Einzelhandel in der Region will Innenstädte attraktiver machen

Einzelhandel in der Region will Innenstädte attraktiver machen

Der Einzelhandel in der Region ist für die Industrie- und Handelskammer Trier (IHK) eine der wichtigsten Branchen. 13 000 Beschäftigte, ein Jahresumsatz von 2,5 Milliarden Euro. Damit das in Zukunft so bleibt, hat die Kammer nun ihr Leitbild "Attraktiver Handel - starke Innenstädte" vorgestellt.

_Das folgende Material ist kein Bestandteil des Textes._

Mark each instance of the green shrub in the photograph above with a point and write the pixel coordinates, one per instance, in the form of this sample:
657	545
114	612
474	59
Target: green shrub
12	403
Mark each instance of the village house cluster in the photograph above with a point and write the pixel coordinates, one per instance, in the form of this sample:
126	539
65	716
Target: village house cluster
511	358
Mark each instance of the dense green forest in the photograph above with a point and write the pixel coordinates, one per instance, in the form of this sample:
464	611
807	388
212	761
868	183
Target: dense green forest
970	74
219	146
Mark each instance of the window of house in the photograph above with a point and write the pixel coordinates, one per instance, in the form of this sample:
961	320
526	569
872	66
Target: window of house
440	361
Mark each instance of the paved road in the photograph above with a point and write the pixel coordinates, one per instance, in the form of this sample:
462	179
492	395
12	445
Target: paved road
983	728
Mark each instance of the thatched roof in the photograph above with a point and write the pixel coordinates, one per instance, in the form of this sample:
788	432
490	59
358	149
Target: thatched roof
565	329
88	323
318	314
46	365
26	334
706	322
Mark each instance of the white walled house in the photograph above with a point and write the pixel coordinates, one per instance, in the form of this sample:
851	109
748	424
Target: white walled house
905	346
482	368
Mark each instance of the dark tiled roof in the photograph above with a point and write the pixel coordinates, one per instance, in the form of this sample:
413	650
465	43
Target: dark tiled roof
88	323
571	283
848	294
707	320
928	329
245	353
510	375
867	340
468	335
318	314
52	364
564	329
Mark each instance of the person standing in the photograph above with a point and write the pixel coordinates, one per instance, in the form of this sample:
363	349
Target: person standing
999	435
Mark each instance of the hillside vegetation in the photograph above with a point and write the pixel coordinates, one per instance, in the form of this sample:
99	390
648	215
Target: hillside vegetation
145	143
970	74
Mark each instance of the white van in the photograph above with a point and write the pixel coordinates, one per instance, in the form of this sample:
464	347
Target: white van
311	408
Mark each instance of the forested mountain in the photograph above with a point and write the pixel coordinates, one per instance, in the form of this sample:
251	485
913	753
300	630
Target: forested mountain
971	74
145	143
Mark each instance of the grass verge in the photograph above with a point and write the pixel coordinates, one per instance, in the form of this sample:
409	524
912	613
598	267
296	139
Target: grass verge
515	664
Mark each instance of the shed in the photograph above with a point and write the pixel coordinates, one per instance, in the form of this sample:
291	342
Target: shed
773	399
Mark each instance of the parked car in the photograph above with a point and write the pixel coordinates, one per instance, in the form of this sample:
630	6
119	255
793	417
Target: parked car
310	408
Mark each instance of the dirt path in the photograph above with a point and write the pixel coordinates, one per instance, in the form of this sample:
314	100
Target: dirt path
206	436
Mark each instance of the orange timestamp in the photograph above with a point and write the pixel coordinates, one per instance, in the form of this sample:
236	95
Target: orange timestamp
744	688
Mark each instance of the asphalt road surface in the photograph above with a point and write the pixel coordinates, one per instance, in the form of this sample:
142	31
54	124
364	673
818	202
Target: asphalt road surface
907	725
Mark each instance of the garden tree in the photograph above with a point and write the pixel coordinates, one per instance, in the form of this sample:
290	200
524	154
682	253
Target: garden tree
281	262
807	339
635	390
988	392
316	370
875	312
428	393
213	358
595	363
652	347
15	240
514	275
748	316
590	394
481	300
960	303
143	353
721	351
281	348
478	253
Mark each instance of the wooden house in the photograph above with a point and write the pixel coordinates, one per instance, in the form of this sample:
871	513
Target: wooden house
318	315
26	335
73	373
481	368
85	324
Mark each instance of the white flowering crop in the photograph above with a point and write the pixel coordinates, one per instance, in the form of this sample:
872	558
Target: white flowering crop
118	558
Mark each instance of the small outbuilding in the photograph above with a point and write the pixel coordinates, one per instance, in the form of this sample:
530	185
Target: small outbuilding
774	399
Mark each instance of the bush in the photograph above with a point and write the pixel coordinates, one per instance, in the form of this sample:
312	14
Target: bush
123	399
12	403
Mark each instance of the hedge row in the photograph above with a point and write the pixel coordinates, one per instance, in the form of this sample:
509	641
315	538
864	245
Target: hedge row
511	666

(hw) "Der Einzelhandel braucht die richtigen Rahmenbedingungen, damit er sich positiv entwickeln kann", sagte Georg Stephanus, Vorsitzender des IHK-Ausschusses für Handel, bei der Vorstellung des Leitbildes. Gemeinsam mit IHK-Hauptgeschäftsführer Arne Rössel und Geschäftsführer Matthias Schmidt stellte Stephanus die Vorstellungen der Kaufmannschaft vor. Ein wichtiges Anliegen der Kammermitglieder sei es, Einzelhandelsansiedlungen zu koordinieren. Hier fordere die Kammer eine Abkehr vom "vielerorts noch praktizierten Kirchturmdenken". Ein von IHK und Einzelhandelsverband auf den Weg gebrachtes regionales Einzelhandelskonzept soll Kommunen und Gewerbe zusammenbringen und Neuansiedlungen koordinieren.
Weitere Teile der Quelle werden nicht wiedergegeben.